Questioning the Criteria for Evaluating Non-Cryptographic Hash Functions

aappleby · 2025-02-15T06:12:30 1739599950

Hi, MurmurHash and SMHasher author here.

The author of the linked article seems to be missing a _bafflingly_ _large_ amount of context from the last decade of people writing and testing hash functions.

Hell, Murmur2 is deprecated - they should've done their test with Murmur3. And none of the other hashes invented since then have been mentioned.

Was this article actually written years and years ago and just republished with a new date?

ot · 2025-02-15T12:39:18 1739623158

The fact that they categorize FNV-1a as "Good all-rounder, decent speed and collision resistance" was an immediate red flag for me.

It does look like an article written more than 10 years ago.

tialaramex · 2025-02-15T13:50:08 1739627408

Certainly when I saw FNV-1 and FNV-1a called out separately I assumed we're going to see a point made about an early period in hashing and then in a paragraph or two we'll get "real" options.

orlp · 2025-02-15T14:32:26 1739629946

I'm very confused by the article. It's missing about two decades of modern non-cryptographic general hash development, it completely fails to mention the field of universal hashing which created formal criteria for collision probability and produced provably correct constructs to achieve those criteria...

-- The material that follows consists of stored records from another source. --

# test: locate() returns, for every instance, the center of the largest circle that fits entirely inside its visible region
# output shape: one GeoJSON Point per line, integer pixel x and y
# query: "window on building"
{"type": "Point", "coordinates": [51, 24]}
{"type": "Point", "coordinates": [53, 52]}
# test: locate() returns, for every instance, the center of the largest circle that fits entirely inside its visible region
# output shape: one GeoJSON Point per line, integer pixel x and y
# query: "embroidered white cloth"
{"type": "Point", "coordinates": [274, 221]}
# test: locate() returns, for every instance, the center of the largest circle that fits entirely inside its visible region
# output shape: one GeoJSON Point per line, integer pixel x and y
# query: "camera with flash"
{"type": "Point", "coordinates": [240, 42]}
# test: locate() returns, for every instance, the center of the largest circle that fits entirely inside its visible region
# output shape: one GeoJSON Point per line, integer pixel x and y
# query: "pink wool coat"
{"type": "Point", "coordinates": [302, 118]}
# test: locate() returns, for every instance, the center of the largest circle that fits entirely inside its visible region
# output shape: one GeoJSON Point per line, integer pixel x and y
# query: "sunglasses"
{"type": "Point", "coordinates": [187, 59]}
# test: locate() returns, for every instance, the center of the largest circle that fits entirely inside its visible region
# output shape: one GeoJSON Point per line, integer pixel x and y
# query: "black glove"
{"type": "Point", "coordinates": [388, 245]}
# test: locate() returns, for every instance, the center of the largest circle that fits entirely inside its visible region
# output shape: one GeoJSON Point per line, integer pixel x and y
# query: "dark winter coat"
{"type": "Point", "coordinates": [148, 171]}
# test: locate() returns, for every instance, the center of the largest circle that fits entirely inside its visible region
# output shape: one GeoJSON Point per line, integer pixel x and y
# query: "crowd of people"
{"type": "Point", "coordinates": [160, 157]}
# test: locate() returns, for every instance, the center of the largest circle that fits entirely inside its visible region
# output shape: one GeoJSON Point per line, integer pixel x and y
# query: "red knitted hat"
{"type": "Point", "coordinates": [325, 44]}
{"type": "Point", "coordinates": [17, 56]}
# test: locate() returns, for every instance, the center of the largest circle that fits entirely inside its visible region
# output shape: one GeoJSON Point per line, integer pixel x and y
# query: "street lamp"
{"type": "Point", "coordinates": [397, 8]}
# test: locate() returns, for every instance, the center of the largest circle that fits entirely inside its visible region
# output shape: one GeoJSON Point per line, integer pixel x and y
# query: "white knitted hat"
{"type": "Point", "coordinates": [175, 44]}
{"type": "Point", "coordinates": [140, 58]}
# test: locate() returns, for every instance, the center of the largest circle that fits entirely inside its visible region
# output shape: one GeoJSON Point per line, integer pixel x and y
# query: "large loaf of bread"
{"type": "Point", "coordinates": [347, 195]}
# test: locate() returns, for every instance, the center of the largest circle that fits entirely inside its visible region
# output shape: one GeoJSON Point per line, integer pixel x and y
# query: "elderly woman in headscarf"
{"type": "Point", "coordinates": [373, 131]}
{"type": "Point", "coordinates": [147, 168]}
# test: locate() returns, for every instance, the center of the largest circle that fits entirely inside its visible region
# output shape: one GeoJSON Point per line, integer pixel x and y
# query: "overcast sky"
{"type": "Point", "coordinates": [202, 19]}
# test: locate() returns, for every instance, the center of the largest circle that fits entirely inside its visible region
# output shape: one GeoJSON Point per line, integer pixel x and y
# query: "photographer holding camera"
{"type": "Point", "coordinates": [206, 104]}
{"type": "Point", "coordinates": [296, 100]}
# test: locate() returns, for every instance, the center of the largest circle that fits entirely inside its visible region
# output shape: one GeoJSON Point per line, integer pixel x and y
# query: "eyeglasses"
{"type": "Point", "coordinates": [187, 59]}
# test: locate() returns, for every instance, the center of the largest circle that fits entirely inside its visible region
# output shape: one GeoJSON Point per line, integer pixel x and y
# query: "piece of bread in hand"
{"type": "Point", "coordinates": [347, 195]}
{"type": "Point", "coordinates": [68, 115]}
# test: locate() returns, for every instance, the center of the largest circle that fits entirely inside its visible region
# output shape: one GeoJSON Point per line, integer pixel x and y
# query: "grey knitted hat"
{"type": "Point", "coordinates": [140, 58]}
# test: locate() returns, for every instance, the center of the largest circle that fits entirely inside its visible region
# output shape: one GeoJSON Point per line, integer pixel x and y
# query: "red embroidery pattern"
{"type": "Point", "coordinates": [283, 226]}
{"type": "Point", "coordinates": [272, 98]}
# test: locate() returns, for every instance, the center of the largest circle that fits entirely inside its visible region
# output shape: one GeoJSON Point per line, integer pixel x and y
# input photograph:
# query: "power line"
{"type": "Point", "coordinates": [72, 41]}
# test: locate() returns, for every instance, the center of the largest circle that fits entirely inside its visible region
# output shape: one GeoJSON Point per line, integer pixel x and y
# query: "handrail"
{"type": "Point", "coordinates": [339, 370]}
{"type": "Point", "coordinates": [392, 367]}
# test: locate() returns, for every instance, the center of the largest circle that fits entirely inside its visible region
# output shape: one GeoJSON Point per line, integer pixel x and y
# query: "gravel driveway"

As a self-plug for a related topic, I think going forward we should also take into account HashDoS for non-cryptographic hash functions. All of the hashes mentioned in the article are vulnerable to this, see https://orlp.net/blog/breaking-hash-functions/ for some techniques.

wmf · 2025-02-15T03:30:36 1739590236

Seems weird not to mention the SMhasher test suite and the dozens of fast and high-quality hash functions that were created in recent years.

AlotOfReading · 2025-02-15T06:25:23 1739600723

The ubiquity of decent hashes also means that they're commonly used for situations where they're not wholly appropriate. I've frequently encountered non-cryptographic hashes being used for fixed sized integer maps or iterated.

Even non-cryptographic functions can benefit from the same kinds of threat modeling and carefully attention to selection criteria common in crypto. The risk for failing is that you end up with something as catastrophically flawed as boost's hash_combine [0].

[0] https://www.boost.org/doc/libs/1_70_0/doc/html/hash/referenc...

arthur2e5 · 2025-02-15T06:58:47 1739602727

on one hand i can see how it's going to break stuff (and I see they've changed it! []). on the other hand... mind talking a bit more about how it did break things?

[]: https://github.com/boostorg/container_hash/commit/40ec854466...

AlotOfReading · 2025-02-15T16:48:11 1739638091

Let's call the old combine function C. How long can you combine things C(C(C(C(a, b), c), d), e)... until you get a collision? Experimentally, it averaged around 2^14 iterations and I had examples with 7. The issue was that I found this code deep in the bowels of a system controlling heavy machinery such that a collision potentially meant life altering consequences for someone.

I wasn't aware boost had changed it, but the solution I settled on was essentially identical to what boost came to here. There's some further issues with that system in that the mixing functions aren't ideal for all bitlengths T. The way they're using it here is safe, but it annoyed me enough to devise a class of mixing functions with provably max length periods for all sizes T (at the cost of some mixing quality). Haven't published that crate yet because I'm not sure who else would want it.

tialaramex · 2025-02-15T02:31:00 1739586660

Quite early this says well, it would be easy to see what happens for the chain based hash tables and so, then it just doesn't talk about any other type.

This probably made the analysis easier, but if you don't use these archaic hash tables it is unclear how valuable these results are. Maybe I should go measure :/